Eleven-year-old Juan Moraes Neves disappeared June 20 from the Danon favela in Nova Iguaçu. The four police officers reportedly linked to his disappearance are said to have been involved in 37 deaths of suspects in confrontation with the police, or autos de resistência. Juan’s body was found in a river ten days later, but at first mistakenly identified as that of a girl. Bullets found in the alley where Juan was when police shot his brother and another victim all came from the gun of one police officer. Juan was at last buried July 7.
Here follows a useful and timely opinion piece about Juan, published in O Globo July 14 2011.
Para o artigo original em português, clique aqui
What we can learn from Juan
By Ignacio Cano, Uerj professor and a member of the Laboratory for the Analysis of Violence
Young Juan was killed during a police operation that presumably targeted others. This is why some of the victims were falsely accused of narcotrafficking. But since Juan was too young for the police to pretend he was shooting at them, they tried to hide his body. Civil society’s strong response forced the state to investigate, and the body was found. His family had to enroll in the witness protection program, in a typical scenario where the state must hide the victims because it’s incapable of containing the perpetrators.
Juan’s is not an isolated case. A great deal of evidence shows that police-incurred deaths in Rio consist partly of legitimate confrontations, and partly of summary executions. The former should be minimized and the latter, eliminated.
When a police action in Rio results in a death, it’s classified an “auto de resistência” [death resulting from a confrontation with police], a term that isn’t in the Penal Code and was created during the [1964-1985] dictatorship to prevent the arrest of police officers caught in the act of homicide. This category, which doesn’t exist in other Brazilian states, helps to ensure that the police version of events prevails unchallenged, and that no investigation is carried out. In general, there’s no crime scene investigation because the bodies are taken to the hospital, ruining the crime scene, with the argument that it’s an area at risk. Witnesses are rarely interviewed, either because they’re afraid to come forward, or because the Civil Police carry out no real investigation. The chief detective is never seen at the crime scene. The state prosecutor’s office, with the honorable exceptions of Paulo Roberto Melo Cunha and Alexandre Temístocles, has long remained silent regarding these inquiries, and recommends they be shelved, even given evidence of summary execution (point-blank shooting, etc.). The courts tend to accept such recommendations. Overall, up until now there has been an institutional conspiracy for these deaths to pass through the criminal justice system without due investigation.
Thus it was necessary that a victim of extreme innocence, such as Juan, should appear, so that the illegality and horror of this mechanism could be exposed. There have been some positive reactions, however. The Civil Police created an ordinance to try to guarantee the investigation of such deaths, with measures such as the use of the CORE [the elite corps of the Civil Police, Rio’s investigative police] to keep crime scenes intact. The prosecutor’s office has filed a complaint against several police officers for murder. But it’s not enough. It’s not possible or acceptable that a group of police officers involved in dozens of “autos de resistência“, aren’t followed or checked up on. In other places, police officers who take part in just one ocurrence with a resultant death are taken off the street and receive psychological treatment, and there are meetings with the commanders of the most lethal battalions to take preventive measures.

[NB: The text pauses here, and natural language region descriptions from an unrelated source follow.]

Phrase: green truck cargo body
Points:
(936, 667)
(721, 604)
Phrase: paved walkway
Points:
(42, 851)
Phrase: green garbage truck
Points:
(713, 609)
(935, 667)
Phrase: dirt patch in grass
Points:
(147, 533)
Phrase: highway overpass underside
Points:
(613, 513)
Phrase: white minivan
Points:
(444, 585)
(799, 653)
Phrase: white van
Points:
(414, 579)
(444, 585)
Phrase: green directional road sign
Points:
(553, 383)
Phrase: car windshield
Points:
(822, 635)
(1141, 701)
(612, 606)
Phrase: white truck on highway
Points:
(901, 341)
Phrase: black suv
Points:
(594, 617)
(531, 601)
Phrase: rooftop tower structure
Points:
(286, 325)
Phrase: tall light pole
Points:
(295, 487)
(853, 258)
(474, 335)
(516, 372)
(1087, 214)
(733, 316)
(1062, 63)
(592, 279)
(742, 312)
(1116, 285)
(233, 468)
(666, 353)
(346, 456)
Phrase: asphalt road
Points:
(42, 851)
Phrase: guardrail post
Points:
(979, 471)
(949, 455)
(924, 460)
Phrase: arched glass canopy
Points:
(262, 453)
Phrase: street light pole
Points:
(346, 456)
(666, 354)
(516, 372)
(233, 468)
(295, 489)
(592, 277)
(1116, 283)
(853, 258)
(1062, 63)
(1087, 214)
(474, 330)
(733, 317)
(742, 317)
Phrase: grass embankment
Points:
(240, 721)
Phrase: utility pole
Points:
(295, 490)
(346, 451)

The number of recognized deaths at the hands of the Rio police is very high, much more than in other states with comparable violence levels. The Rio [state] government recently included “autos de resistência” in the total of violent deaths, and police are meant to bring these numbers down. This is good news, but we must also create specific targets for the reduction of police-induced deaths. A state that once awarded police for killing (the so-called “Far West bonuses”), owes society a stimulus in the other direction.
While the police pacification units attempt to reduce violence, the rest of the police stick to the old model. Recently, a police officer was killed in Costa Barros, and the police response was to carry out an operation in the region and kill six men, with no evidence of their having taken part in the officer’s death. The sinister 6-1 scorecard might make sense in the realm of the old notion of group honor that must be restored, but it couldn’t be further from the concept of a modern police force. According to this concept, those reponsible for the policeman’s death must be investigated and arrested.
Pacification cannot be limited to eighteen or fifty islands in the territory of Rio de Janeiro state. It should be a principle of inspiration for the entire public safety policy. As is the case with all the families of the victims of violence, Juan’s family must hope that his death was not in vain.